Dons d’organes : la loi ne vise « pas à imposer le prélèvement à qui que ce soit », explique Touraine qui annonce une concertation

15.04.2015

Certains médecins s’en sont émus. Une des mesures du projet de loi sur la modernisation du système

de santé votée hier à l’Assemblée nationale, prévoit le renforcement du principe du consentement présumé en donnant la possibilité aux personnes d’exprimer leur refus par d’autres moyens que le seul registre national des refus.

Le texte reprend par ailleurs la modification principale apportée en commission par le socialiste Jean-Louis Touraine, à savoir que les proches du défunt seront seulement « informés » par le médecin de la nature du prélèvement envisagé et de sa finalité et non plus consultés comme c’est le cas jusqu’à présent.

Exprimer son refus

Lors de la discussion dans l’hémicycle, Bernard Debré avait d’ailleurs estimé que l’article 46 ter sur le don d’organes était « très brutal pour les familles ». Un sentiment partagé par certains médecins préleveurs et les anesthésistes réanimateurs mais également de certaines associations de greffés qui insistent sur la nécessité de convaincre les familles plutôt que leur forcer la main. « Quel est le médecin qui prélèvera un organe du défunt alors que la famille est présente et qu’elle s’y oppose ? », avait d’ailleurs interrogé le groupe UMP jugeant la mesure inapplicable.

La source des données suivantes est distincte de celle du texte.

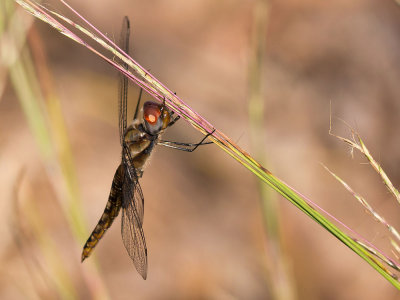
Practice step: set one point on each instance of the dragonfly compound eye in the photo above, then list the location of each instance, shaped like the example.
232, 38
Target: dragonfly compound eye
151, 112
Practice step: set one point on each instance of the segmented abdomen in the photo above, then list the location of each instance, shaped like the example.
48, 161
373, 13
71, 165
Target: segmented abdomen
110, 213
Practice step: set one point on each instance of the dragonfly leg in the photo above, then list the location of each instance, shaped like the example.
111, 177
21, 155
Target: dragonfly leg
173, 121
188, 147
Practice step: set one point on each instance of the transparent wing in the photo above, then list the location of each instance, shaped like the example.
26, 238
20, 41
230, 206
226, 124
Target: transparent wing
132, 216
123, 81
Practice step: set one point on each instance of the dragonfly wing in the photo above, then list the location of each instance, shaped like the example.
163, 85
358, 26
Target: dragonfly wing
132, 217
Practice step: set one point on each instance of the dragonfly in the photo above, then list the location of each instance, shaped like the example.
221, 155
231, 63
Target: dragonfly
137, 141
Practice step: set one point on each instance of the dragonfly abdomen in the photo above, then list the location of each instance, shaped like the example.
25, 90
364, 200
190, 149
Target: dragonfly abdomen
110, 213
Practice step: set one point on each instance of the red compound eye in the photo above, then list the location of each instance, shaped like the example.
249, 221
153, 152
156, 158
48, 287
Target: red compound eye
151, 112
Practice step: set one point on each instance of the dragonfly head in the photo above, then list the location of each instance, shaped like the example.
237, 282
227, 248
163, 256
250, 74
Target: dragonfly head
156, 117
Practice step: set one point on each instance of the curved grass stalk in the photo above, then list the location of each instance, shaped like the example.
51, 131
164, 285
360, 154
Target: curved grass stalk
156, 89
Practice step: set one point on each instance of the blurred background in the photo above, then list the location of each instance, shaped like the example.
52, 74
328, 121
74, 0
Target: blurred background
204, 222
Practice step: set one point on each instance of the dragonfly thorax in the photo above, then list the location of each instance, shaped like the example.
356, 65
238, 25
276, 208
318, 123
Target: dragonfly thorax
156, 117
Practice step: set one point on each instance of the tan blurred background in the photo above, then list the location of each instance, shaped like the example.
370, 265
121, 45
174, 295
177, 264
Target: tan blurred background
203, 223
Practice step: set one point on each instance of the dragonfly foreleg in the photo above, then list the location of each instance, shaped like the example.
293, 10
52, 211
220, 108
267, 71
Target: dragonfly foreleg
188, 147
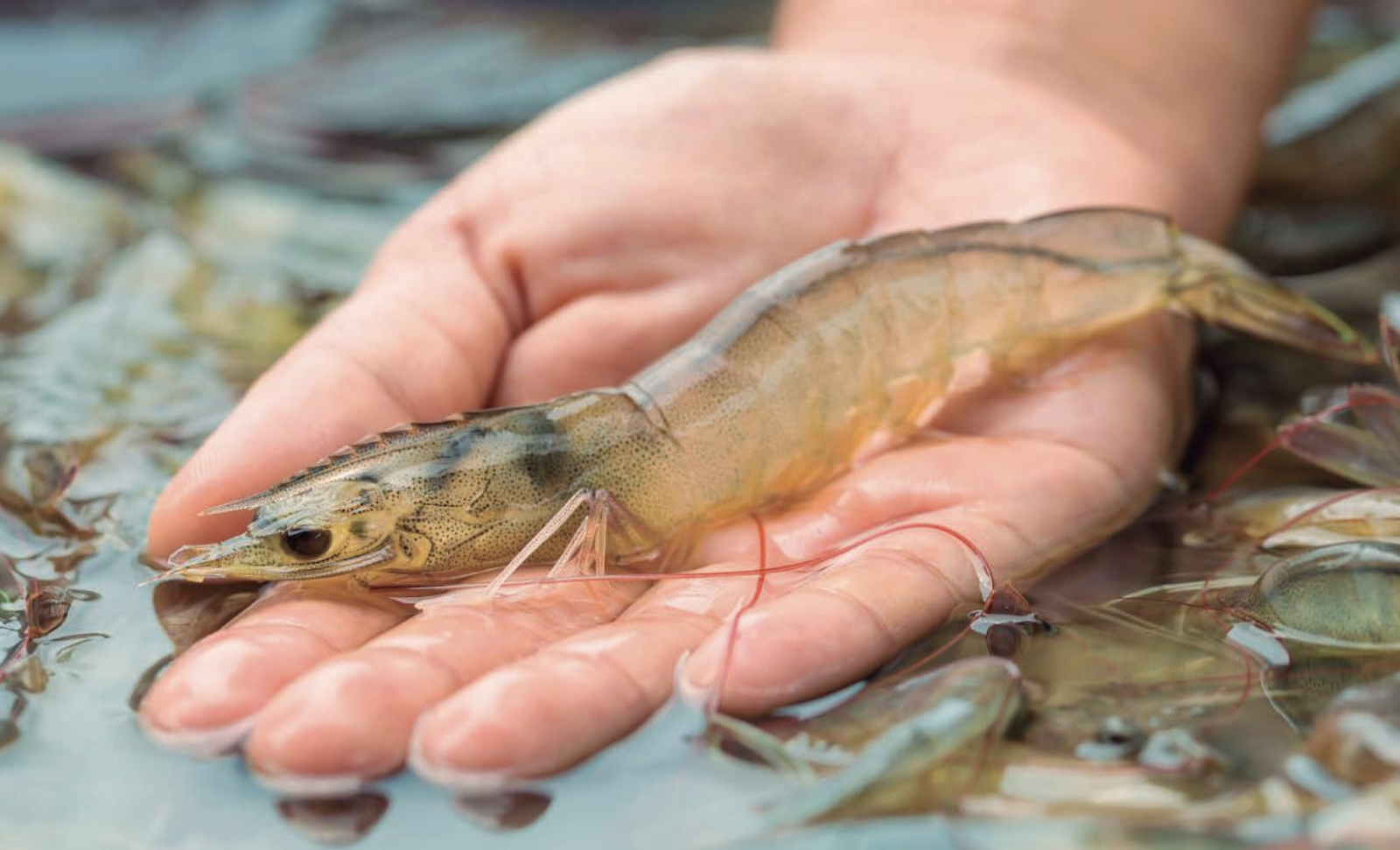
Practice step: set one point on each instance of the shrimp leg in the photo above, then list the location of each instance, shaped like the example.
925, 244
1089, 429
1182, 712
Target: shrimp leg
587, 549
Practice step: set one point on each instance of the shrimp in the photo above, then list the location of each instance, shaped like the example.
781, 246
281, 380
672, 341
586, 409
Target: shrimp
844, 352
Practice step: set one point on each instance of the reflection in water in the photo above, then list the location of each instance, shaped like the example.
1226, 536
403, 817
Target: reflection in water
1239, 693
506, 811
336, 821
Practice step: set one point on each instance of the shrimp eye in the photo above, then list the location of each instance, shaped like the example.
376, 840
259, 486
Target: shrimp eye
307, 542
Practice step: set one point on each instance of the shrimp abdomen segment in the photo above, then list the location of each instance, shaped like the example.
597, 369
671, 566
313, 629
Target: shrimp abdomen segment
861, 339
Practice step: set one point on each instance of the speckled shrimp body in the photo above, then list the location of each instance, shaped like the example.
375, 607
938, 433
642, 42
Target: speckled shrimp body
850, 346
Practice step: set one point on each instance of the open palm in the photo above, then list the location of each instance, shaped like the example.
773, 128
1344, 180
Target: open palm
576, 254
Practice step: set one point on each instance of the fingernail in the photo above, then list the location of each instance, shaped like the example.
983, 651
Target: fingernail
200, 742
312, 786
457, 779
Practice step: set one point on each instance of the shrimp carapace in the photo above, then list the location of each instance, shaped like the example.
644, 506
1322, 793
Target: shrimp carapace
851, 346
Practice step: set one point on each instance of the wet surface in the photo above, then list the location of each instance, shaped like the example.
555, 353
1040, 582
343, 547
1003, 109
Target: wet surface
164, 235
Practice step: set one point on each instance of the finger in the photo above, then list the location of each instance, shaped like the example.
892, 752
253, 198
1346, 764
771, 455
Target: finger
209, 698
576, 696
422, 338
350, 719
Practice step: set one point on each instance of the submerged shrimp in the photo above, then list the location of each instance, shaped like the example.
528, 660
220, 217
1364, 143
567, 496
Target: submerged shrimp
850, 348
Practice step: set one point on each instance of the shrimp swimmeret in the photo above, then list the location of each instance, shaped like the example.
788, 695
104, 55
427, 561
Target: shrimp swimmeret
851, 346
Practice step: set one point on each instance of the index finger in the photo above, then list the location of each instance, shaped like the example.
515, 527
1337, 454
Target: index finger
420, 338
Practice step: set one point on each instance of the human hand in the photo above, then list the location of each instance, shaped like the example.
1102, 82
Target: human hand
578, 252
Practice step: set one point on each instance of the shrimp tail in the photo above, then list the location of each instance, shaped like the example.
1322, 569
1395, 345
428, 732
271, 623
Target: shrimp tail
1218, 287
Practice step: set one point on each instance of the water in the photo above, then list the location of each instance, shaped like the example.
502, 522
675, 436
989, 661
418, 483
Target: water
139, 301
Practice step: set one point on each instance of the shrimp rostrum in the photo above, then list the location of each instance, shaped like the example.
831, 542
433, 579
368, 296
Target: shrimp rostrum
849, 348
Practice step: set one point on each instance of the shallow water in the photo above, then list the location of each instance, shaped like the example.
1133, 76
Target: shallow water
140, 301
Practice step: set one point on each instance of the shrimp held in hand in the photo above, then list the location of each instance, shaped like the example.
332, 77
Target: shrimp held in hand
850, 348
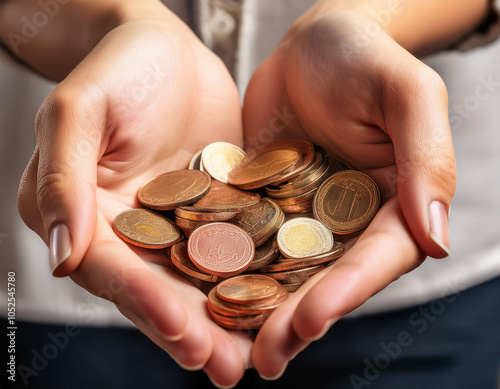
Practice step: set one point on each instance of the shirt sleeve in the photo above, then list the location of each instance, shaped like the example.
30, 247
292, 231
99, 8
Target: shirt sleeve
488, 32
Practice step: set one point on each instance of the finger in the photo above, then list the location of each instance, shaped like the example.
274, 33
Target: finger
415, 105
112, 271
69, 128
381, 255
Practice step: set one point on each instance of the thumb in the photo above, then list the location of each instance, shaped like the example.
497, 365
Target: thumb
416, 113
68, 137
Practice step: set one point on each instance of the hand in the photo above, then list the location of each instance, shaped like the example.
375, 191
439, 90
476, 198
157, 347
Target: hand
140, 104
374, 105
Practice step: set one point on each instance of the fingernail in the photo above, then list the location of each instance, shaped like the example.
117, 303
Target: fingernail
277, 376
60, 245
438, 225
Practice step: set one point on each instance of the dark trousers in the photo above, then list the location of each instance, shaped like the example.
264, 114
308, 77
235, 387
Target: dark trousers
452, 342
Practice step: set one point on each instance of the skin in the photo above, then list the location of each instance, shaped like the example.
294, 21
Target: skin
90, 158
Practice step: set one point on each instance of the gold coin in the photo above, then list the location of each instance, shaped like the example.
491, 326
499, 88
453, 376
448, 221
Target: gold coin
145, 228
174, 189
264, 168
347, 202
220, 158
247, 288
303, 237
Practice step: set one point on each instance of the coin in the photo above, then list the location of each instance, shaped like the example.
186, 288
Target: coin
218, 305
295, 276
180, 258
264, 168
220, 158
173, 189
304, 237
194, 164
264, 255
247, 288
260, 222
222, 197
347, 202
190, 213
285, 264
240, 323
145, 228
221, 249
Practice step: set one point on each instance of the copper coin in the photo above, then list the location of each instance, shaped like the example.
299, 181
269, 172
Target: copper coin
264, 255
347, 202
260, 222
264, 168
285, 264
294, 200
294, 276
306, 150
173, 189
222, 197
145, 228
190, 213
247, 288
180, 258
221, 249
194, 164
298, 208
253, 322
218, 305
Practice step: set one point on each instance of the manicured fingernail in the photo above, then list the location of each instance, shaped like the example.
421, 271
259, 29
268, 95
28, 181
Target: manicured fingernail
277, 376
438, 225
60, 245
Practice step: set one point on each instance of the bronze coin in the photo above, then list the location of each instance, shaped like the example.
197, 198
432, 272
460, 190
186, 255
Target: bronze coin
145, 228
218, 305
306, 150
173, 189
260, 222
247, 288
253, 322
190, 213
298, 208
264, 168
294, 200
264, 255
285, 264
347, 202
221, 249
222, 197
180, 258
294, 276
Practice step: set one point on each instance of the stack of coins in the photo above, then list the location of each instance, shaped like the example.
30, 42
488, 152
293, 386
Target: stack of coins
245, 302
232, 230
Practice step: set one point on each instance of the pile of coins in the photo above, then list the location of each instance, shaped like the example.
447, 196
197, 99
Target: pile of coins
279, 241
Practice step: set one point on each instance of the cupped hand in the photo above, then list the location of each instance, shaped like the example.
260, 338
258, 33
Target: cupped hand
144, 100
340, 80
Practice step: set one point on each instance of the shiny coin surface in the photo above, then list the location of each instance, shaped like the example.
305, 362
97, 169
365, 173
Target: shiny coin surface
173, 189
220, 158
347, 202
222, 197
180, 258
264, 168
303, 237
145, 228
247, 288
221, 249
194, 164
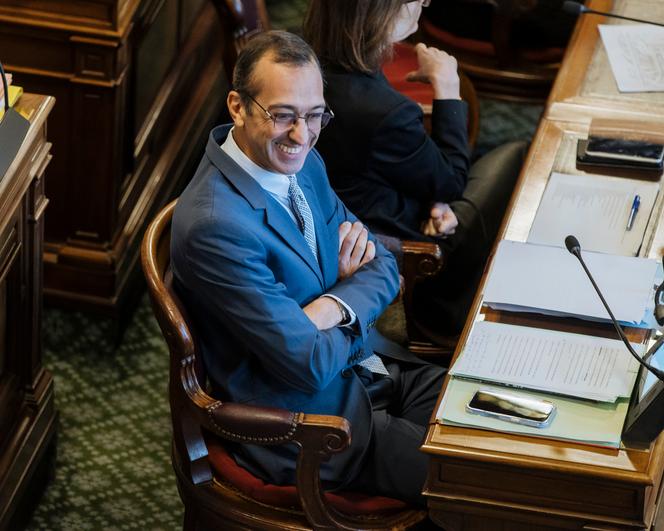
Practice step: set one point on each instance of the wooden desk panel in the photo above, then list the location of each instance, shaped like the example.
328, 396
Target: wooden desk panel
27, 408
585, 86
482, 480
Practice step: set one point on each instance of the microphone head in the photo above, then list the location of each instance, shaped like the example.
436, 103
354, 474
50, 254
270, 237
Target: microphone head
573, 8
573, 245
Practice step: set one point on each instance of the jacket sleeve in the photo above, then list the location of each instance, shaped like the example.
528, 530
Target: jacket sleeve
427, 168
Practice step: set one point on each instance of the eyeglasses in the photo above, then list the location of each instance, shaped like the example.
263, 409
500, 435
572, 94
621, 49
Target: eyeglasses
284, 120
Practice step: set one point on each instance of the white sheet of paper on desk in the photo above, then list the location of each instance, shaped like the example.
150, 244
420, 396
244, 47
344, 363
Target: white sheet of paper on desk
595, 209
545, 360
549, 280
636, 56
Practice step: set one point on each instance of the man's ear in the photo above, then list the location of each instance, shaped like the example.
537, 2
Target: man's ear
236, 108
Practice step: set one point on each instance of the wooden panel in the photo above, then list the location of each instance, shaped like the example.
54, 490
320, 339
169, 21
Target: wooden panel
136, 100
488, 480
27, 411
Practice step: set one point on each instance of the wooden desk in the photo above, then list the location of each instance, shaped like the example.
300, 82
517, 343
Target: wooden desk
481, 480
27, 409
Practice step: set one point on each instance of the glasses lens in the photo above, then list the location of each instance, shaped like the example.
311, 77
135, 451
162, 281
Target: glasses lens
325, 119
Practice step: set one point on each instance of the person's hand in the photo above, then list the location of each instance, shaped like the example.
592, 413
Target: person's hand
355, 249
442, 221
324, 312
438, 68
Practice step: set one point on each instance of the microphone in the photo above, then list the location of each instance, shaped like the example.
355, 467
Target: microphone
576, 8
574, 247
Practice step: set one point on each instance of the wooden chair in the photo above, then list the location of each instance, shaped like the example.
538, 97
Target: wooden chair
217, 493
499, 66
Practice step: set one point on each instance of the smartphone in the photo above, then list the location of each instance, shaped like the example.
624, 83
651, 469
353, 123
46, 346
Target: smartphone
512, 407
622, 149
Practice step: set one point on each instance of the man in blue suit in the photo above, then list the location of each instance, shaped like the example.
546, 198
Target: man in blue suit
284, 285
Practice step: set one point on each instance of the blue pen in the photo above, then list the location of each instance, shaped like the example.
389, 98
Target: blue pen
632, 213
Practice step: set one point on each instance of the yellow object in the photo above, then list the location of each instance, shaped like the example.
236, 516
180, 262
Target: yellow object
14, 94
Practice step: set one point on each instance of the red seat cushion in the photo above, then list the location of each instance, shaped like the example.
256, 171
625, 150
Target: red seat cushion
228, 470
403, 61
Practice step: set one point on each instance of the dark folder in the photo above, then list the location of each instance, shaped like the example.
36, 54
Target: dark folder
13, 128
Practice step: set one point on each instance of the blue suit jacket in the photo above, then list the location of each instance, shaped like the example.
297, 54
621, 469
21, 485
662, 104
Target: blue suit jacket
244, 271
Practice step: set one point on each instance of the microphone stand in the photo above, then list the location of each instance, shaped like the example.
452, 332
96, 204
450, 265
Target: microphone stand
574, 248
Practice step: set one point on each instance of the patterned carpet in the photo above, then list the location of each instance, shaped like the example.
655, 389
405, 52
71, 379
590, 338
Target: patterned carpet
113, 466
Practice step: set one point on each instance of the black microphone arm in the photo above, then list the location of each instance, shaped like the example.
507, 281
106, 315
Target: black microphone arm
574, 247
576, 8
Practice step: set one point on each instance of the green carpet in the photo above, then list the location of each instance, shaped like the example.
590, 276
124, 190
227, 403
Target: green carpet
113, 466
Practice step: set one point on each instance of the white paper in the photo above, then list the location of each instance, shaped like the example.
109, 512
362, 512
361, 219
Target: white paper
549, 280
594, 208
636, 56
544, 360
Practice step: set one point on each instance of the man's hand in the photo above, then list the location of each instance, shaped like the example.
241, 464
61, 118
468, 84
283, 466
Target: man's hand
442, 221
438, 68
355, 249
324, 312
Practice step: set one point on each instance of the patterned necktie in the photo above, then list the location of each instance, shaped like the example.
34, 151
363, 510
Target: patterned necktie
302, 213
375, 365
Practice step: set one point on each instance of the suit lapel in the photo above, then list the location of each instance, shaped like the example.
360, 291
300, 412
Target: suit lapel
276, 217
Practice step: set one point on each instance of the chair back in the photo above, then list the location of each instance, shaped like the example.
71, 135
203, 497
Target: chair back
186, 369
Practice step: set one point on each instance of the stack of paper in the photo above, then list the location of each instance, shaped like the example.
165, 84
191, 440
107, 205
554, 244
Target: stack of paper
549, 280
595, 208
635, 52
544, 360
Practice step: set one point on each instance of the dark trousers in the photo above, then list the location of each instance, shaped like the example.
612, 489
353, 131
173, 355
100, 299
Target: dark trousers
394, 465
442, 302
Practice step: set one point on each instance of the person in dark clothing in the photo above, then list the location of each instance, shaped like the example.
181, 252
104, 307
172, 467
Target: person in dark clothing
382, 163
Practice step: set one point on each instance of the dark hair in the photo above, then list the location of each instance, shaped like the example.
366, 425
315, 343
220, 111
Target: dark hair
283, 46
351, 34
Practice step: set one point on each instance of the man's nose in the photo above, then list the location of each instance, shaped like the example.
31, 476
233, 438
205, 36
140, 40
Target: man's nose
299, 132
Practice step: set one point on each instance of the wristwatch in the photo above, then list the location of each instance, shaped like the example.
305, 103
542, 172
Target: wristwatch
345, 314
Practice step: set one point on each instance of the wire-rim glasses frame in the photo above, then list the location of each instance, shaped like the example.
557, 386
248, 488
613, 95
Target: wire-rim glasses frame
283, 120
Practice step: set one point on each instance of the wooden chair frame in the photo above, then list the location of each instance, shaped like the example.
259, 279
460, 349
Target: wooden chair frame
210, 503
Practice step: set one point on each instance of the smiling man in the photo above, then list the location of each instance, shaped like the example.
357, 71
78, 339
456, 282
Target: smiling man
284, 285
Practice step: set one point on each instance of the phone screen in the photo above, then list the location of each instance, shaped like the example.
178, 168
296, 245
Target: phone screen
511, 407
625, 149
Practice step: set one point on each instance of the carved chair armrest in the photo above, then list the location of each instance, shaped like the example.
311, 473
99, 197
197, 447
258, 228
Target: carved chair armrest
318, 437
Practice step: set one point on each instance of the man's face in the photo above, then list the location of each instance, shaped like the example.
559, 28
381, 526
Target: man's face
280, 88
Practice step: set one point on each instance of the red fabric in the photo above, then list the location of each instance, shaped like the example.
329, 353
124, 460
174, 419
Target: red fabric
404, 61
286, 496
486, 48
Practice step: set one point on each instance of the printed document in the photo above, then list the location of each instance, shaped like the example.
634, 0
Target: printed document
562, 363
549, 280
636, 56
595, 208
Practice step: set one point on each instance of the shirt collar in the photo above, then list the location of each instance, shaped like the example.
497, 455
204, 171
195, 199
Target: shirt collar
275, 183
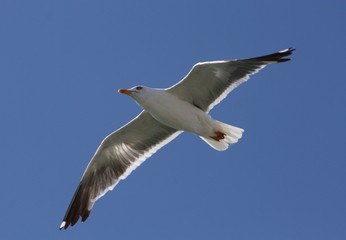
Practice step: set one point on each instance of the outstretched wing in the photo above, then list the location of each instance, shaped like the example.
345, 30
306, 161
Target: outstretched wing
208, 83
117, 156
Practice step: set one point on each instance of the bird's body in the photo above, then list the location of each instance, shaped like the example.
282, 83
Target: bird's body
176, 113
166, 113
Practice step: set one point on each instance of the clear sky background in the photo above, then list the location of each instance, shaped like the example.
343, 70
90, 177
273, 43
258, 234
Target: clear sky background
61, 63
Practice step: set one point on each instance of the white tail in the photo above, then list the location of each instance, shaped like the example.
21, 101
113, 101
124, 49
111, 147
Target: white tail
231, 135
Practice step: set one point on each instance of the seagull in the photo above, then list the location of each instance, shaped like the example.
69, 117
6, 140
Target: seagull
166, 114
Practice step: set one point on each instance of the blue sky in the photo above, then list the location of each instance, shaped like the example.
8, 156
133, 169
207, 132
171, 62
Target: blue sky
62, 62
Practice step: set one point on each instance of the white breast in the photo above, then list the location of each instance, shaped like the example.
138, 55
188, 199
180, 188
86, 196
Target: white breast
179, 114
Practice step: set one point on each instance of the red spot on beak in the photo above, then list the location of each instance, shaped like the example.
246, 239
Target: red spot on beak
125, 91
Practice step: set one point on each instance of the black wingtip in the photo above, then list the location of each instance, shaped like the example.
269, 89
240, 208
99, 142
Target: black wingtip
276, 57
77, 209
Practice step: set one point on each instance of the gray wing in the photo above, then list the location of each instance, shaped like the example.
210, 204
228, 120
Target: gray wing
117, 156
209, 82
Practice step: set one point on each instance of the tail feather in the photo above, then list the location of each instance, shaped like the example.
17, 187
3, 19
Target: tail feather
232, 135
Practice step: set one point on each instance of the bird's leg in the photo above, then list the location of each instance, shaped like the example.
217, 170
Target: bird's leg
218, 136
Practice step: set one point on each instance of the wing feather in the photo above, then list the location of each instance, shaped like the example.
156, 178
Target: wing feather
209, 82
117, 156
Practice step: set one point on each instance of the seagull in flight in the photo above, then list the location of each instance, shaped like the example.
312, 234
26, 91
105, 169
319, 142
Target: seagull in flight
166, 113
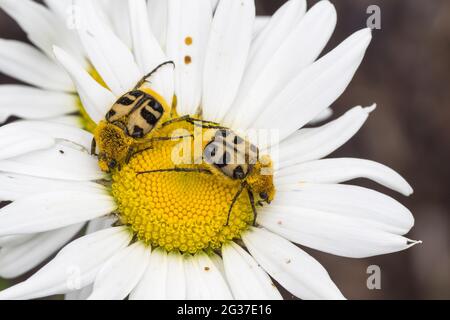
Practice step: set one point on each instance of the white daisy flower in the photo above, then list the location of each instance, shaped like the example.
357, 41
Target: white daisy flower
169, 236
49, 94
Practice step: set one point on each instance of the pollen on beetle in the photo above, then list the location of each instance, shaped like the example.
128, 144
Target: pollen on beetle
185, 211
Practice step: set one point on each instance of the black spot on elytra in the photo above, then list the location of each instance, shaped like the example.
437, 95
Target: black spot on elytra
238, 140
238, 173
110, 114
149, 117
125, 101
138, 132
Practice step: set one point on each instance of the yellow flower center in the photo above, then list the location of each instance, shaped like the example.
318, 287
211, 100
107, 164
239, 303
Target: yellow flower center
184, 211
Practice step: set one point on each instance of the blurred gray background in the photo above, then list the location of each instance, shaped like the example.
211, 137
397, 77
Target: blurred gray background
407, 73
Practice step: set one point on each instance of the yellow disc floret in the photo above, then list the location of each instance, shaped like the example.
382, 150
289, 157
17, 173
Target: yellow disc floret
184, 211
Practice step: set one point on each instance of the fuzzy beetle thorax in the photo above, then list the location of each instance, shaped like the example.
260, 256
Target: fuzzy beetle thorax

Interrogée sur RTL, la ministre de la Santé Marisol Touraine a voulu rassurer. « Il n’y a pas de passage en force, il ne s’agit pas d’imposer le prélèvement à qui que ce soit », a-t-elle déclaré. « Nous sommes aujourd’hui dans un pays dans lequel nous avons besoin de greffes (...) mais ce sont des situations extraordinairement difficiles. Et on s’aperçoit que le dialogue avec les familles est évidemment essentiel », a dit Mme Touraine, avant d’annoncer « une concertation nationale pour définir la manière dont vous, moi, nous pourrons dire si nous sommes d’accord ou pas pour être prélevés ».

Lors de l’examen de la loi, la ministre l’avait déjà indiqué. « Sur un sujet comme celui-là, nous ne pouvons pas donner le sentiment d’imposer une démarche : nous avons besoin d’engager une démarche qui rassemble. C’est le succès de la concertation qui fera celui du processus engagé. C’est parce que tous les acteurs concernés – les professionnels, les familles, les associations – seront embarqués dans le processus, en seront parties prenantes, y seront impliqués, qu’émergera dans la société un consensus autour d’un texte qui pourra alors être mis en œuvre sereinement ».

Un décret avant janvier 2017

Si le principe du consentement présumé de toute personne décédée était déjà inscrite dans la loi, la recherche d’informations permettant d’apprécier et de respecter la position du défunt au sujet du prélèvement d’un élément de son corps était, elle, obligatoire. La famille est consultée afin de recueillir d’éventuels indices d’un désaccord ou d’une réticence. Un tiers des familles refusent (40 % en Ile-de-France).

Les nouvelles modalités inscrites dans la loi cherchent à faire chuter le taux de refus des proches tout en élargissant les possibilités pour une personne d’exprimer son opposition avant son décès. Le refus pourrait figurer sur la carte vitale ou le dossier partagé comme l’ont proposé certains députés. Le mode d’expression de ce refus qui fera l’objet d’une concertation puis d’un décret du Conseil d’État qui devrait être publié d’ici le premier janvier 2017.